The IMF, therefore, warned that some economies, including those with higher growth rates, risked debt-financing problems. Mozambique, which is developing large gas fields, had borrowed heavily on the strength of future cash flows and has effectively defaulted. Several other countries, including Angola, Ghana, Kenya and Zambia, had tapped international capital markets or borrowed heavily from China, resulting in a steep rise in debt burdens. Mr Abebe said he was worried about expansionary fiscal policy in a number of countries, stressing that “With high growth, we shouldn’t see wider deficits. This is a time from a position of strength to do more to grow domestic revenues and arrest debt levels.” He pointed out that the outlook remain shrouded in substantial uncertainties for some countries with possible further appreciation of the U.S. dollar and a tightening of global financing conditions, especially in commodity exporting countries which had mostly ducked urgent reforms, such as cutting costly subsidies or liberalising exchange rates. Delaying reforms, the report underlined, had prolonged the downturn. On top of that, the outlook was further clouded by security issues that had contributed to an increase in food insecurity and even famine in some areas.
The IMF report concluded that the African growth story had lost much of its momentum but, equally, governments were showing “greater recognition of the need to address the big revenue gaps”. Mr Abebe reiterated that sub-Saharan Africa remains a region with tremendous potential for growth in the medium term, but stressed that “strong and urgent policy action is needed to restart growth where it has faltered and preserve the momentum elsewhere.”

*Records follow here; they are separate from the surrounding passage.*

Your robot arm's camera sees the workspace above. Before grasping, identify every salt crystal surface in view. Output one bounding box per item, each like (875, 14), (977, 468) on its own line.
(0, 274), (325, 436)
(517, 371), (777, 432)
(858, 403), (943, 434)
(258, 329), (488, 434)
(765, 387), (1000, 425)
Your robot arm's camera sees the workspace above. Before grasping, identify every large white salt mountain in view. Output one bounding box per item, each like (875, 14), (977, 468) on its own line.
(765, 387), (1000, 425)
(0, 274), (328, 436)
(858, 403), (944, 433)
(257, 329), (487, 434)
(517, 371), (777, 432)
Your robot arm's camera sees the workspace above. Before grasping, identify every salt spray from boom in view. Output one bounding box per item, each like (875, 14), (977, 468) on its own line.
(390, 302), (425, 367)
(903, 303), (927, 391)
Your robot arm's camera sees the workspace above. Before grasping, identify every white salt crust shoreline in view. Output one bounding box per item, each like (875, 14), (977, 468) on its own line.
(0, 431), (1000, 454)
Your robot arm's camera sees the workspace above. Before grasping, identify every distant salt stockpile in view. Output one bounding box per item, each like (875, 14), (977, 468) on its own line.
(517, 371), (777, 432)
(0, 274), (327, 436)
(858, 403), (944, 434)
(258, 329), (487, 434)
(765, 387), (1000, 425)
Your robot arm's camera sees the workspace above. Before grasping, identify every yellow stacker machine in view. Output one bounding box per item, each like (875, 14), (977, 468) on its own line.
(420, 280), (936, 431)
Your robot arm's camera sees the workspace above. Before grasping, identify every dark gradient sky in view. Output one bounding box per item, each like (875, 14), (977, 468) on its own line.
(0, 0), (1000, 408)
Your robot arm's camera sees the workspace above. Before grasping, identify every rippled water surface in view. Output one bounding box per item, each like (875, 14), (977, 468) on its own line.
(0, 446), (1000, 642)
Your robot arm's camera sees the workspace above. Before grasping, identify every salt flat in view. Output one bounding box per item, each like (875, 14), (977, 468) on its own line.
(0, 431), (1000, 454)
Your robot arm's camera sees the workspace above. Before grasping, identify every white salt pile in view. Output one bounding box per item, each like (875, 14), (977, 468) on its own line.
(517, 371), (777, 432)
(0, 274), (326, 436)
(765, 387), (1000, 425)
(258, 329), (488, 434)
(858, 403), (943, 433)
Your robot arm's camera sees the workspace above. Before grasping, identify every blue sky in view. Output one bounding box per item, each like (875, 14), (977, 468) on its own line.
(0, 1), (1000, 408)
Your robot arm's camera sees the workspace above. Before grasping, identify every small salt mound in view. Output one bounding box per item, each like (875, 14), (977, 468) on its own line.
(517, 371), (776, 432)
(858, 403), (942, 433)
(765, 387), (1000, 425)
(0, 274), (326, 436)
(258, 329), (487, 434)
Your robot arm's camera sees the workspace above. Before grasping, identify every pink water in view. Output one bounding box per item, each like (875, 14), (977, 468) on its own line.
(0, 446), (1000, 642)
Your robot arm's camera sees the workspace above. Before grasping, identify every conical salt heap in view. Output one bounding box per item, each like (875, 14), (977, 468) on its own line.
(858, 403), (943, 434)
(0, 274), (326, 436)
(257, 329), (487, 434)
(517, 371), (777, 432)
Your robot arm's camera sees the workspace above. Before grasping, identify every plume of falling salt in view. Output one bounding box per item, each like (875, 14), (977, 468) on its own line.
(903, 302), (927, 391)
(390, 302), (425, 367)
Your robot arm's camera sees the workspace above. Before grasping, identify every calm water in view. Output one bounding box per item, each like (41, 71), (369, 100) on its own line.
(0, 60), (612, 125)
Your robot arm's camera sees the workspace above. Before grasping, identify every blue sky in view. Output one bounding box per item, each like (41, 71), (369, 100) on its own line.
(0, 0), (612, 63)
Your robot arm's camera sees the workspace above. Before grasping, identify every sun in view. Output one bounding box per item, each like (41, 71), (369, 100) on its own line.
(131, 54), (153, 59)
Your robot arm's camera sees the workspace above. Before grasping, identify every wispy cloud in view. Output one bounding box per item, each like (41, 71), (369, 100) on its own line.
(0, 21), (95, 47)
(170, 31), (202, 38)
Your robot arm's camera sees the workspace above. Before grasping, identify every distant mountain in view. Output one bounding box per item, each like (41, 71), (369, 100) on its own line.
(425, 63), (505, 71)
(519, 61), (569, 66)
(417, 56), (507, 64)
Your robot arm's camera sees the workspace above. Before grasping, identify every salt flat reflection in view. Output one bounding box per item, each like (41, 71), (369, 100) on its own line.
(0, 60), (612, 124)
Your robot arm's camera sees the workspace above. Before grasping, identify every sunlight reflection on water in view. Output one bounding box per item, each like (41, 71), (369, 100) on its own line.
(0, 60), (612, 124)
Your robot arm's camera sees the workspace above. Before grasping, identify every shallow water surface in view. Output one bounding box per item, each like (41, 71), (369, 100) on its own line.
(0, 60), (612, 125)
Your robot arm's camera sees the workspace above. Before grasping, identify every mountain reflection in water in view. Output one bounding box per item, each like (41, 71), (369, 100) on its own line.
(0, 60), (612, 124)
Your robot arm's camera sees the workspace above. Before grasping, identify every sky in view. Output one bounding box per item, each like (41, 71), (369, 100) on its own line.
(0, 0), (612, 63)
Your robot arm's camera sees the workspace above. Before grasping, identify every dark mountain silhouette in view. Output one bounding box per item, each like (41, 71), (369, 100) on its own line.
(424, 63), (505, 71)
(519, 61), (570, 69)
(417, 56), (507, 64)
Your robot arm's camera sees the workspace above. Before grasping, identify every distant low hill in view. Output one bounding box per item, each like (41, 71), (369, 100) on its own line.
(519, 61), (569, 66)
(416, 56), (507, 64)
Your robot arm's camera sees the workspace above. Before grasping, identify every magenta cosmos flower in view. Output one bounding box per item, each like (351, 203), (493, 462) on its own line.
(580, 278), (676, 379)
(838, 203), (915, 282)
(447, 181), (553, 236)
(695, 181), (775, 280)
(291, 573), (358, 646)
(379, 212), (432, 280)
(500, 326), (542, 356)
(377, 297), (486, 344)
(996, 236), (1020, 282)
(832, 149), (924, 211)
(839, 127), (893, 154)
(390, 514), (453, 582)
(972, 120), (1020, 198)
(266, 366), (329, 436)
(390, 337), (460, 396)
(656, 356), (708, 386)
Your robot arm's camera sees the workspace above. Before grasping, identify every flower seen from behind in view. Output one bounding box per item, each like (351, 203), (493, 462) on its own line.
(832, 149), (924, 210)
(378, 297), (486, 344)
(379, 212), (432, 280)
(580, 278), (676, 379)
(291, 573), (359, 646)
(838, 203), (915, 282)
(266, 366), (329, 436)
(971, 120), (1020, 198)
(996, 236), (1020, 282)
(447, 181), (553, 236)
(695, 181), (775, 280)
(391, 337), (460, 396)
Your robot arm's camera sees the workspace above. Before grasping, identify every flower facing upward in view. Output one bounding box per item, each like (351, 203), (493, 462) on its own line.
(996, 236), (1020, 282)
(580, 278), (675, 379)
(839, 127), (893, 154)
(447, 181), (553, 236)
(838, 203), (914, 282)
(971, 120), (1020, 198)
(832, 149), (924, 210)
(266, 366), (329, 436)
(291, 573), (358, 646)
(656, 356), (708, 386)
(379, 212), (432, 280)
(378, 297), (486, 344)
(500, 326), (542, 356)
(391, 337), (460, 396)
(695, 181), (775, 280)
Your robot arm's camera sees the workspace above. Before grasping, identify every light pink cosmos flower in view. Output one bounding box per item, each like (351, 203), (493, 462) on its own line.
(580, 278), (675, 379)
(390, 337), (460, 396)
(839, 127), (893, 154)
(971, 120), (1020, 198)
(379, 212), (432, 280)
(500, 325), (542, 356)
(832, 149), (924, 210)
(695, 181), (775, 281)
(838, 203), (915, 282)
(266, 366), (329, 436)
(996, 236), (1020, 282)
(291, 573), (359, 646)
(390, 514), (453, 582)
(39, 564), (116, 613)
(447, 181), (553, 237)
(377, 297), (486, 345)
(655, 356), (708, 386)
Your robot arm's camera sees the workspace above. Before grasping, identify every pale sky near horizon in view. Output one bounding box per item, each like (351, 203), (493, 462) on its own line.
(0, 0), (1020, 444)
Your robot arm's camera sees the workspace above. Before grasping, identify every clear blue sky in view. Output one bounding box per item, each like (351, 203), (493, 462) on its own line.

Overall, the report highlighted three priority areas for restarting the growth engine. One was to put renewed focus on macroeconomic stability in order to set the stage for a growth turnaround. For the hardest-hit countries, fiscal consolidation remained urgently needed to halt the decline in international reserves and offset budgetary revenue losses. In addition, greater exchange rate flexibility and the elimination of exchange restrictions would be important to absorb part of the shock. For countries where growth remained strong it was important to address emerging vulnerabilities from a position of strength. Secondly, it emphasized the importance of addressing structural weaknesses to support macroeconomic rebalancing. This was needed to ensure a sustainable fiscal position and help achieve more durable growth by improving tax collection, strengthening financial supervision, and addressing longstanding weaknesses in business activities that impeded economic diversification. The third priority was to strengthen social protection for the most vulnerable. The report noted that an environment of low growth and widening macroeconomic imbalance risked reversing the recent progress made in alleviating poverty. Existing social protections programs, it pointed out, were often fragmented, not well-targeted, and covered no more than a small share of the population. It, therefore, suggested savings from expansive and untargeted schemes such as fuel subsidies could be put towards helping vulnerable groups.